If you are in a relationship with someone for any significant period of time, you will have many opportunities to demonstrate patience, and the Christian command is to make allowance for each other’s faults. When we do that, we create intimacy with the people with whom we show grace.
When I realize Darci has been doing something for me without telling me, I feel incredible gratitude. For me, there’s no better motivator to give more to Darci than when I realize she has been doing things for me that should be my responsibility.
We don’t realize the power our silence has. We underestimate the power of not sticking up for ourselves. I am not saying you should allow yourself to be abused, but in many cases you can make a larger impact if you don’t point out that you are doing more than your fair share.
And on the other side of the coin, pay attention to the good things your spouse is doing and assume they are doing more than you know about.
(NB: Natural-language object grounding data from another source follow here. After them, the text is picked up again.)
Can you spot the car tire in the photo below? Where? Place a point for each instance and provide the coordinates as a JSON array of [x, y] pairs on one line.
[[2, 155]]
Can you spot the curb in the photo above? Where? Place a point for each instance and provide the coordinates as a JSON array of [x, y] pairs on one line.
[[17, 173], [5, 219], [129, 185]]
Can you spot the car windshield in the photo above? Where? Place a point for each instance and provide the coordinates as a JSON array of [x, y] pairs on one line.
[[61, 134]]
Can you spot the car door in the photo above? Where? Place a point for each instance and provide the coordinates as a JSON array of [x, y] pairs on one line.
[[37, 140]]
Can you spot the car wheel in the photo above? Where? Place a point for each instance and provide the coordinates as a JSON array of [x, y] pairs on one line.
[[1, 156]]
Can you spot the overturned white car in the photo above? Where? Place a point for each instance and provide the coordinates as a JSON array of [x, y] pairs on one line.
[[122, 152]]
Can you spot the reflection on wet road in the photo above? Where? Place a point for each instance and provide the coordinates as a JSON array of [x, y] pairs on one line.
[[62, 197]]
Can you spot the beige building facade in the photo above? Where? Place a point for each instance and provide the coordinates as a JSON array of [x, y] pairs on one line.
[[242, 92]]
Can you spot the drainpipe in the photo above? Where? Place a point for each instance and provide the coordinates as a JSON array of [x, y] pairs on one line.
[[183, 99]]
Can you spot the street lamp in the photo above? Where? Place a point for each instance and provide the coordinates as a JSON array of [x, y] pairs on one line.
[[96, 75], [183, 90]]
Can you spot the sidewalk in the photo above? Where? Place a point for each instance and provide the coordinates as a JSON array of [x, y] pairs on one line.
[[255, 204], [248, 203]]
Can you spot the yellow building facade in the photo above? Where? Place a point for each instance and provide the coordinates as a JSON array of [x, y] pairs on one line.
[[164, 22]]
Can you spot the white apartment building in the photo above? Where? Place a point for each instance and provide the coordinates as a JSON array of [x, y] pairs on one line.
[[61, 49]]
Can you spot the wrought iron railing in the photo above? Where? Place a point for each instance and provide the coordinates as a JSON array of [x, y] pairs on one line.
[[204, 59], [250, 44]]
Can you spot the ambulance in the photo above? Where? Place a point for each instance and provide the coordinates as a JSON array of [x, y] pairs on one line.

We tend to think we do more than we actually do, and to think other people do less than they actually do. But even if they aren’t carrying their share of the weight, we choose to make allowances for each other’s faults.
Step 4: Be united.
When two people get married they become one person. The very nature of our creation shows that we were created to be united with people in a sacrificial way.
Later in Ephesians 4, Paul talks about bad relationship behaviors.
Get rid of all bitterness, rage, anger, harsh words, and slander, as well as all types of evil behavior. 32 Instead, be kind to each other, tenderhearted, forgiving one another, just as God through Christ has forgiven you.
Most of this list has to do with how to react to being wronged. We often get bitter when something harmful is done to us, and in order to obey this command, we have to learn to forgive.
Step 5: Be free.
To be free, we must forgive. Our inability to forgive will hurt us much more than it will hurt the people we are mad at. Even when we think we deserve to be mad, forgiveness is the healthier option. It’s a sacrificial act that requires us to be courageously unfair and selflessly forward-thinking.
We also choose to be free of evil behavior. If there is something that has control of you, the best thing you can do is shine a light on it. Take intentional steps to remove temptation from your life. Do something that makes it harder to do those things that you know you shouldn’t do.
Step 6: Be kind.
We think of kindness in emotional terms, but kindness isn’t an emotional action. Kindness, by definition, is a sacrificial action. You can be kind to someone even if you don’t feel like it.
We are naturally good at critiquing people, building opinions of people, and judging people. Christians, can we become the people that others want to be in a relationship with?